I volontari di altri paesi che vengono in Italia non offrono il loro aiuto solo alle scuole: molti sono reclutati per InteGREAT, programma che si occupa di integrazione dei rifugiati tramite lezioni di lingua e attività volte al loro inserimento nelle nostre società.

Le mete più gettonate dagli studenti italiani sia stage di volontariato che quelli professionali sono Brasile, Colombia, Serbia, Russia e Polonia, ma ci sono circoli attivi anche in Asia e in Africa, sebbene quest'ultima sia tra le nazioni meno coperte dalla presenza di AIESEC, in altri luoghi capillare.

A differenza dell'Italia poi, in paesi più poveri come quelli dell'America Latina sono le università a coprire i costi totali delle esperienze di volontariato, che però, dice lo Statuto di AIESEC, non possono essere svolte nello stesso paese di residenza del volontario.

Abbiamo intervistato Simone Avantaggiato, un ragazzo di Arco, ora vicepresidente Finance del comitato AIESEC Trento, che nel 2013 ha partecipato ad un programma di tutela ambientale in India con l'associazione.
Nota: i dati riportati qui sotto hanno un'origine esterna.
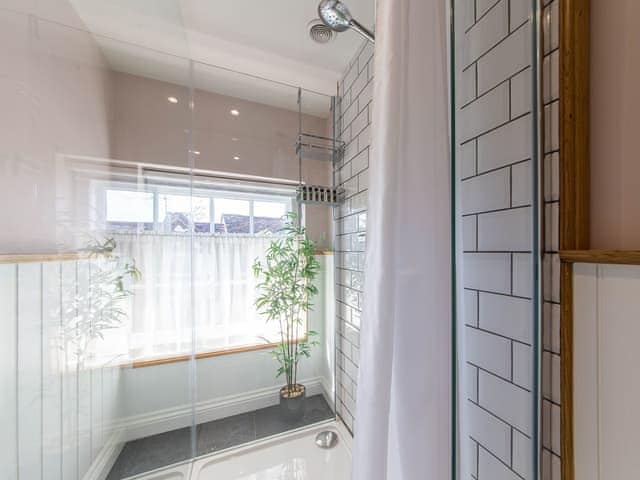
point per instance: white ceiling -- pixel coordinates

“L'offerta dei progetti è molto vasta, - racconta Simone - il classico progetto che solitamente scelgono molti ragazzi è quello di andare a insegnare inglese ai bambini e quello è presente in tutto il mondo. Io ho scelto un progetto “environment” che si è rivelato utile perché magari prima non ci pensavo neanche, stando qua (in Italia, ndr) noi non ci rendiamo veramente conto di quelle che sono le problematiche ambientali, in un posto come l'India ti accorgi invece del fatto che lì c'è tanto da fare, soprattutto sotto il punto di vista della sensibilizzazione. Ed è proprio lì, a contatto con i problemi reali che ho trovato la motivazione per affrontare tutte le difficoltà imposte dalla situazione, che soprattutto all'inizio, non erano poche. L'idea era quella di andare nelle scuole, sensibilizzare i ragazzi su tematiche ambientali per formare una generazione futura che preservi l'ambiente soprattutto in un paese sovraffollato come l'India. Il progetto mi ha dato di più di quello che mi aspettassi, c'è anche da dire che un'esperienza del genere ti permette di conoscere non solo la cultura del paese in cui vai, ma anche quella di centinaia di ragazzi di praticamente tutto il mondo venuti lì per il tuo stesso motivo. Aggiungo con orgoglio questa esperienza al mio curriculum, in ambito lavorativo un'esperienza come questa influisce sicuramente in maniera positiva in un curriculum: i datori di lavoro – continua - sanno e capiscono quello che ti da lavorare nel mondo del volontariato e apprezzano la gente che si mette in gioco, che ha spirito di iniziativa”.